I have read a vast number of books about managing life in the digital world. Technology changes so quickly that there are always new things for authors to say, but all the same, I’ve gotten to the point where many of these books run together in my mind, covering similar things in much the same way. Despite that, Jason Thacker surprised me. This book stands out because of the author’s focus on the deeper personal motivations behind people’s destructive behaviors online. However, even though he aims for the human heart, he doesn’t just focus on the personal effects of device misuse. He takes a broader view, addressing issues like deep fakes, conspiracy theories, propaganda, privacy, algorithmic echo chambers, and polarization.
Thoughtful and Realistic
Thacker raises awareness of new dangers that are coming as technology continues to advance, but he also reminds us that every generational group feels unprepared to face new and different challenges, and that we can’t just give up and disengage from the world that God has called us to serve. I appreciated his realistic assessment of our challenges and his hope-filled encouragements, and he shares insights for how people can seek wisdom, truth, responsibility, and a healthy sense of identity in the midst of digital pressures that are shaping and discipling them in ways that are contrary to God’s design and human flourishing. He also challenges us to consider our own self-righteousness and the ease of decrying other people’s problematic ideas and behaviors while ignoring our own.
Thacker emphasizes the importance of Christian virtue online, challenging people to rise above hostile social norms. My favorite part of Following Jesus in a Digital Age is how he asks probing questions about different topics, getting people to consider their own motivations.
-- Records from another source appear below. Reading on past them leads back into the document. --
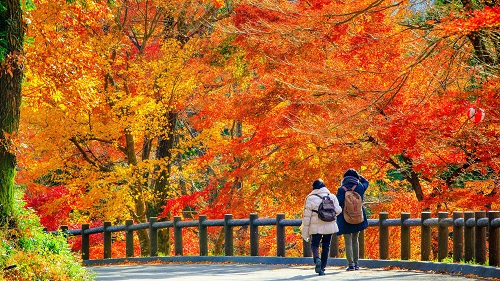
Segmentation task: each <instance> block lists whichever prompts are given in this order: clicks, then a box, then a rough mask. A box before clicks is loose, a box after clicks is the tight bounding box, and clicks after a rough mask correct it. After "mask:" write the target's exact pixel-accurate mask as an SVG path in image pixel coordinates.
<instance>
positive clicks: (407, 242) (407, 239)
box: [401, 213, 411, 260]
mask: <svg viewBox="0 0 500 281" xmlns="http://www.w3.org/2000/svg"><path fill="white" fill-rule="evenodd" d="M410 216H411V214H410V213H401V259H402V260H409V259H410V253H411V250H410V226H409V225H405V221H406V220H407V219H409V218H410Z"/></svg>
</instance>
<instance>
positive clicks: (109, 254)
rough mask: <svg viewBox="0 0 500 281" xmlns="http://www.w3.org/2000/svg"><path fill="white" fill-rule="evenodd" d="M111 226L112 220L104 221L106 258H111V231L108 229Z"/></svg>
mask: <svg viewBox="0 0 500 281" xmlns="http://www.w3.org/2000/svg"><path fill="white" fill-rule="evenodd" d="M110 226H111V222H109V221H105V222H104V232H103V235H104V258H105V259H110V258H111V232H109V231H107V230H108V227H110Z"/></svg>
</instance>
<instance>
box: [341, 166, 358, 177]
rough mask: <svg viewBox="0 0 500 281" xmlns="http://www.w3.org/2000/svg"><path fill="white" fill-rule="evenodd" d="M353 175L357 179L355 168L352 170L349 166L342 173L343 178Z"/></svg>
mask: <svg viewBox="0 0 500 281" xmlns="http://www.w3.org/2000/svg"><path fill="white" fill-rule="evenodd" d="M349 176H351V177H355V178H357V179H359V174H358V172H356V170H354V169H353V168H349V169H348V170H347V171H346V172H345V173H344V178H345V177H349Z"/></svg>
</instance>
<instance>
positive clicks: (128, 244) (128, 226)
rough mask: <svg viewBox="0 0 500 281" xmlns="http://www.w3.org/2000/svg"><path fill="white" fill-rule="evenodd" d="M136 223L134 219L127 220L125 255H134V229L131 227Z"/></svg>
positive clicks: (133, 255)
mask: <svg viewBox="0 0 500 281" xmlns="http://www.w3.org/2000/svg"><path fill="white" fill-rule="evenodd" d="M133 224H134V220H126V221H125V256H126V257H127V258H130V257H133V256H134V231H133V230H130V229H129V228H130V227H131V226H132V225H133Z"/></svg>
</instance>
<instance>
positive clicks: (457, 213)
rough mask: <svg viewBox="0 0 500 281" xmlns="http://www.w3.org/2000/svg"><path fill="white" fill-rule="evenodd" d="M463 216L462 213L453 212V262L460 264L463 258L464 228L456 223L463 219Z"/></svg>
mask: <svg viewBox="0 0 500 281" xmlns="http://www.w3.org/2000/svg"><path fill="white" fill-rule="evenodd" d="M463 216H464V215H463V213H462V212H453V262H460V260H461V259H462V258H463V253H464V227H463V226H460V225H457V223H456V221H457V220H458V219H460V218H463ZM464 223H465V221H464Z"/></svg>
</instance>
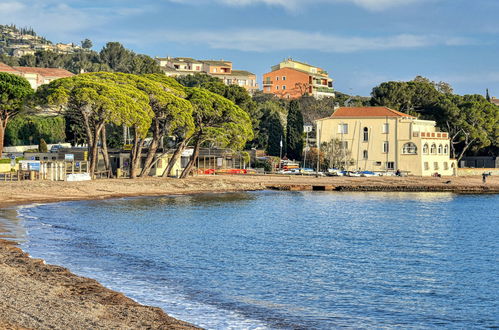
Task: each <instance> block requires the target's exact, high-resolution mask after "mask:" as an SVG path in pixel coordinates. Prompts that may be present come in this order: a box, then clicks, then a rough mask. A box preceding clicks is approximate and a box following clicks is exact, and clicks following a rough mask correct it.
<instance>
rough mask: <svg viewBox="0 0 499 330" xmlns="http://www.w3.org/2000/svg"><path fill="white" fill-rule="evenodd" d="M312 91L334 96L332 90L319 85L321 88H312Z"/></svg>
mask: <svg viewBox="0 0 499 330" xmlns="http://www.w3.org/2000/svg"><path fill="white" fill-rule="evenodd" d="M314 87H315V85H314ZM314 91H316V92H320V93H332V94H334V89H332V88H329V87H326V86H324V85H321V87H316V88H314Z"/></svg>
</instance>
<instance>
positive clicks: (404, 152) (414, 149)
mask: <svg viewBox="0 0 499 330" xmlns="http://www.w3.org/2000/svg"><path fill="white" fill-rule="evenodd" d="M417 151H418V147H416V145H415V144H414V143H412V142H407V143H406V144H404V146H403V147H402V153H403V154H409V155H415V154H416V153H417Z"/></svg>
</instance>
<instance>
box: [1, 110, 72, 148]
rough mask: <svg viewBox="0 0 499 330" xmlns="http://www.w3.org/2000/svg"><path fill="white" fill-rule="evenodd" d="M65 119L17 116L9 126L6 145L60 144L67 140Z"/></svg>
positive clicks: (65, 123)
mask: <svg viewBox="0 0 499 330" xmlns="http://www.w3.org/2000/svg"><path fill="white" fill-rule="evenodd" d="M65 126H66V121H65V120H64V117H61V116H57V117H41V116H28V115H22V116H17V117H15V118H14V119H12V120H11V121H9V123H8V124H7V129H6V130H5V144H6V145H9V146H15V145H29V144H41V141H42V140H45V141H46V143H50V144H52V143H60V142H63V141H64V140H65V138H66V134H65Z"/></svg>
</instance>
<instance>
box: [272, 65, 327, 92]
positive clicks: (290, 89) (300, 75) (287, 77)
mask: <svg viewBox="0 0 499 330" xmlns="http://www.w3.org/2000/svg"><path fill="white" fill-rule="evenodd" d="M263 92H264V93H267V94H274V95H276V96H278V97H280V98H288V99H296V98H299V97H301V96H302V95H305V94H306V95H310V96H313V97H315V98H323V97H334V89H333V79H331V78H330V77H329V76H328V73H327V72H326V71H324V70H323V69H321V68H318V67H314V66H312V65H309V64H306V63H302V62H298V61H294V60H292V59H291V58H288V59H286V60H284V61H283V62H281V63H279V64H277V65H274V66H273V67H272V71H271V72H268V73H266V74H264V75H263Z"/></svg>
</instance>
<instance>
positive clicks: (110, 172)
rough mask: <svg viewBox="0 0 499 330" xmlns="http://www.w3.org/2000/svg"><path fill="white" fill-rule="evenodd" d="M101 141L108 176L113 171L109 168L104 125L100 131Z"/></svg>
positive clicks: (106, 144) (110, 176) (101, 151)
mask: <svg viewBox="0 0 499 330" xmlns="http://www.w3.org/2000/svg"><path fill="white" fill-rule="evenodd" d="M100 135H101V143H102V149H101V152H102V157H103V158H104V165H105V166H106V171H108V172H109V176H110V177H111V178H112V177H113V171H112V168H111V161H110V159H109V152H108V150H107V136H106V125H104V126H103V127H102V131H101V134H100Z"/></svg>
For example, if someone always feels driven to be the expert on a given topic, he encourages them to evaluate why they care so much about seeming well-read, or if they ever take an opportunity to learn from others when it comes to things they are less knowledgeable about. The various questions are open-ended and broad enough that anyone can experience conviction and consider ways to change, even when they don’t relate to some of the sections.
Thacker provides historical and ethical context for each of the issues he brings up, and for the most part, he handles them in a well-balanced, fair way. However, I found a few of his implications frustrating. The biggest issue I have is how he handled the subject of distrusting the media. He focuses on how people reject news stories out of confirmation bias and tribal instincts, but never adequately acknowledges how much the media has failed people.
There are about two media outlets that I trust not to knowingly lie to me, and that’s it. That’s not because I’m seeking news that aligns with everything I think, but because I’ve put tremendous effort into evaluating news sources and following stories to see where other writers challenge someone’s deceptive omissions. There are individual journalists out there doing excellent jobs and aiming for high standards, but I cannot trust the media overall, and that’s not my fault.
Following Jesus in a Digital Age is a great resource for teenagers and adults who want to think deeply about societal issues and evaluate their own hearts and minds when it comes to technology. It would also make a good selection for a book club, provided that the members will be charitable and not devolve into petty debates. On that note, the book concludes with a short appendix for leaders, in which Thacker briefly addresses ways that pastors and other ministry leaders can set good examples for others and shape helpful discourse about technology within their contexts. This book is a helpful resource for people who are concerned about the social norms they see around them and what they recognize within their own hearts, and I definitely recommend it.